The Weeknd has used the performances, press, and public appearances for After Hours to act out a storyline, loosely a bad night in Las Vegas, that had him playing a character in a red jacket who gets beat up and then careens down a path that becomes increasingly surreal. Frequently, performances included a bandaged nose, but then his entire face would be wrapped, like someone who had just undergone plastic surgery.
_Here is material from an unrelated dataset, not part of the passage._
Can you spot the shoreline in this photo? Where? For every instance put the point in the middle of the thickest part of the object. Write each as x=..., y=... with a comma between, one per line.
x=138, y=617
Recently, he appeared with the aforementioned “after-surgery” prosthetics.
Asked what all of it symbolized, he told Variety that, “The significance of the entire head bandages is reflecting on the absurd culture of Hollywood celebrity and people manipulating themselves for superficial reasons to please and be validated.”
It’s a fascinating take to have for the person who is headlining the biggest show in entertainment on capitalism’s most fruitful night for an operation desperate to keep up appearances of normalcy during a deadly pandemic.
There was, frankly, so much happening during his performance that I’m not sure what to read from it in specific regard to any of that.
But it’s fun to think what the folks at home were shaken into thinking after that performance, let alone whether the crowd live in Tampa Bay finally pulled their masks up over their faces so as to cover their agape mouths.
Maybe that’s the whole, damning statement about our current national state of mind. What in the hell are we doing expecting the normal right now, when things are anything but? The Weeknd had us dancing through our own self-destruction.